1936 kam ich auf die Oberschule für Mädchen an St. Gereon. Was mir an dieser Schule so gut gefiel, war das Verhältnis der Schülerinnen aller Klassen untereinander. Besondere Neigung empfand ich für die deutschkundlichen und sprachlichen Fächer. Der durch die Auflösung der Gymnasialen Studienanstalt an St. Gereon bedingte Schulwechsel führte mich zur Kaiserin-Augusta-Schule, die ich seit Ostern 1940 besuche. Diese Umstellung fiel mir anfangs schwer. Aber bald bekam ich auch auf dieser Schule eine Freundin, die ich wegen ihres großen Einflusses, den sie auf mich ausübte, sehr schätzen lernte. Nun bin ich froh die letzten vier Jahre an dieser Anstalt verbringen zu können. Im April 1936 trat ich in die Jungmädelschar ein. Drei Jahre später wurde ich zur Schaftführerin befördert. Hier kamen mir meine Reiseerlebnisse zugute. Manchen Heimnachmittag füllte ich mit Schilderungen derselben aus.
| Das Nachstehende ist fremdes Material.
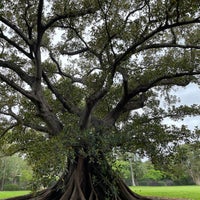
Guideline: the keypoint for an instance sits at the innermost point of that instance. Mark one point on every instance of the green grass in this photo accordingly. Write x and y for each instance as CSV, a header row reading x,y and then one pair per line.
x,y
186,192
8,194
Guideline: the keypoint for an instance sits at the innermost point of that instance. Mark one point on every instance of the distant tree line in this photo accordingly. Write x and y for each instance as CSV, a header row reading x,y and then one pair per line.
x,y
15,174
184,169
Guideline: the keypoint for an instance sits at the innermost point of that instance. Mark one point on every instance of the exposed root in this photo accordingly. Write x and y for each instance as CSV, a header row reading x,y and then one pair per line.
x,y
84,181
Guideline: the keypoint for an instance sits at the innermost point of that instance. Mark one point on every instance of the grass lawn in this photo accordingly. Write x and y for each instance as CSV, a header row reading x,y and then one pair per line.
x,y
8,194
186,192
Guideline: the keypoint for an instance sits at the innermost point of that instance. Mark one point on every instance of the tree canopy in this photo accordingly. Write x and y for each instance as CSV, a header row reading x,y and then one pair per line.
x,y
82,78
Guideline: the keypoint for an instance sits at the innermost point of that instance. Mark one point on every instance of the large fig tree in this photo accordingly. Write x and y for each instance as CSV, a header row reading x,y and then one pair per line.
x,y
81,80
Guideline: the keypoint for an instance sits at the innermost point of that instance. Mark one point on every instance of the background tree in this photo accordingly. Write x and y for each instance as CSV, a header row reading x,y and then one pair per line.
x,y
15,174
187,160
73,76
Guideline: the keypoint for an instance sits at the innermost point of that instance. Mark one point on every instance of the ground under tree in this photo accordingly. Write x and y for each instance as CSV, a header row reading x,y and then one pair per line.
x,y
74,75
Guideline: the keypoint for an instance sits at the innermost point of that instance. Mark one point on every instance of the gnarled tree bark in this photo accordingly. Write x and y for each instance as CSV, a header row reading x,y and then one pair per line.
x,y
86,180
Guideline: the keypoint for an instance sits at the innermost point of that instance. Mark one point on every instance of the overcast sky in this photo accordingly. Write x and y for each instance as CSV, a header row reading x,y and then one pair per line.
x,y
188,95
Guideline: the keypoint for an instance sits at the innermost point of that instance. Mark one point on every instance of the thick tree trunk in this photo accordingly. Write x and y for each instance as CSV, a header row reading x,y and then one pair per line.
x,y
86,180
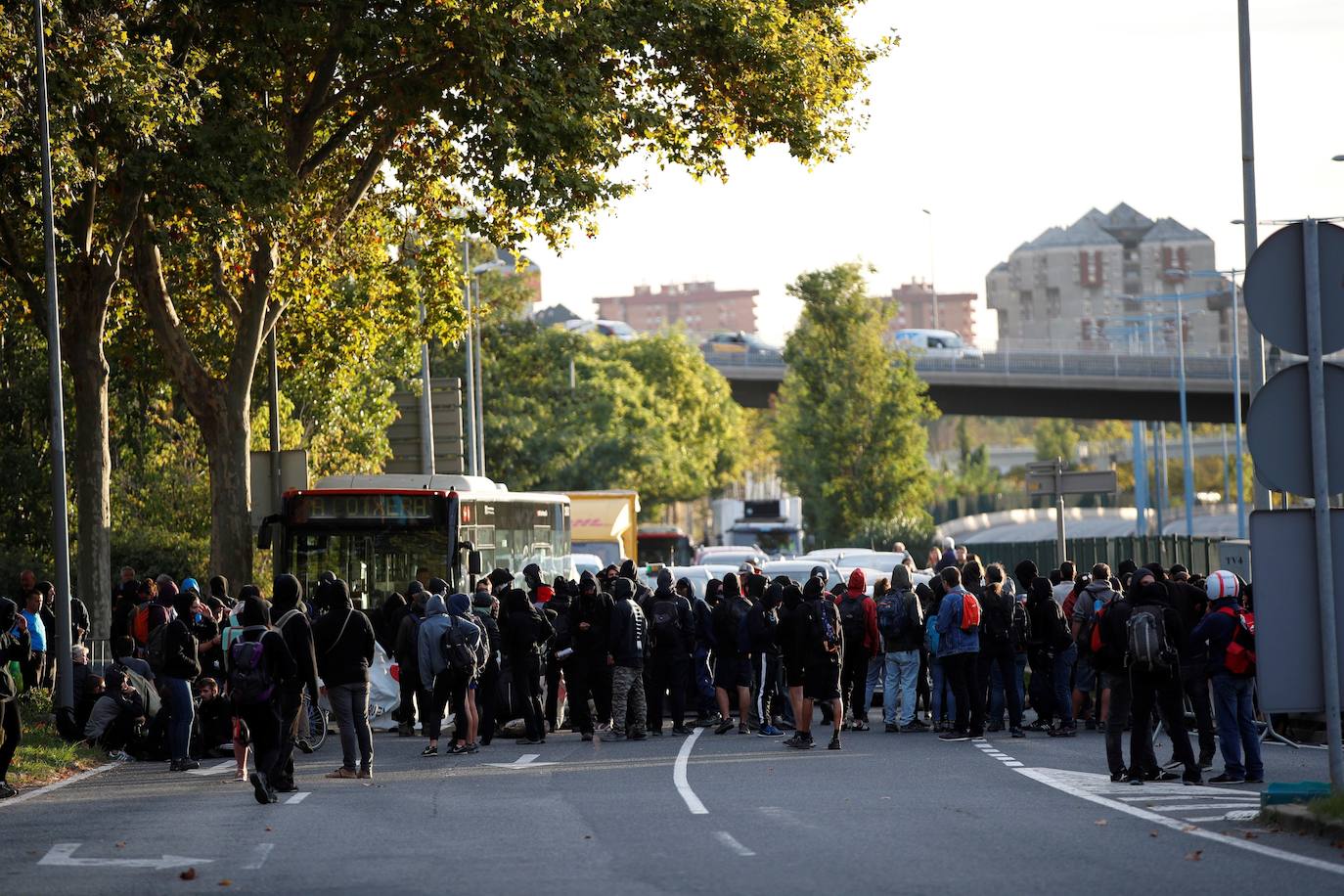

In den Sommerferien 1941 hatte ich einen dreiwöchentlichen Kriegseinsatz abzuleisten. Ich wurde in einer Familie mit drei Kindern eingesetzt. Die Aufgabe, mich der Kinder anzunehmen, sie zu beschäftigen und zu versorgen fiel mir nicht schwer, weil ich wußte, die Frau zu entlasten. Ihr Dank kam immer aus ehrlichem Herzen. Weniger gefiel mir dagegen im folgenden Jahr der dreimonatliche Einsatz im Kriegsschädenamt. Die Büroarbeiten, die ich dort zu verrichten hatte, sagten mir wenig zu.

Die Ferien waren meist durch Reisen ausgefüllt, die wir im Auto unternahmen. Die Fahrten gingen immer nach Süddeutschland. Von Jahr zu Jahr steigerte sich meine Liebe zu den Bergen. Auch lernte ich die Schönheiten und die Kunstwerke süddeutscher Städte kennen. Die Eigenart einer Landschaft wurde mir bewußt. Sie zu beobachten und ihre charakteristischen Merkmale zu erfassen machte mir viele Freude. Erdkunde liebe ich heute noch. Ich habe sie als Wahlfach genommen und bitte, mich in diesem Fach zu prüfen.

Wenn ich mich während der Ferien an Naturschönheiten erfreute, so finde ich während der Schulzeit Erholung und Anregung durch den Besuch von Opern und Konzerten.

Ostern 1944 hoffe ich meine Reifeprüfung abzulegen. Nach Ableistung des Reichsarbeitsdienstes werde ich mich dem Sprachstudium oder dem Studium der Medizin widmen.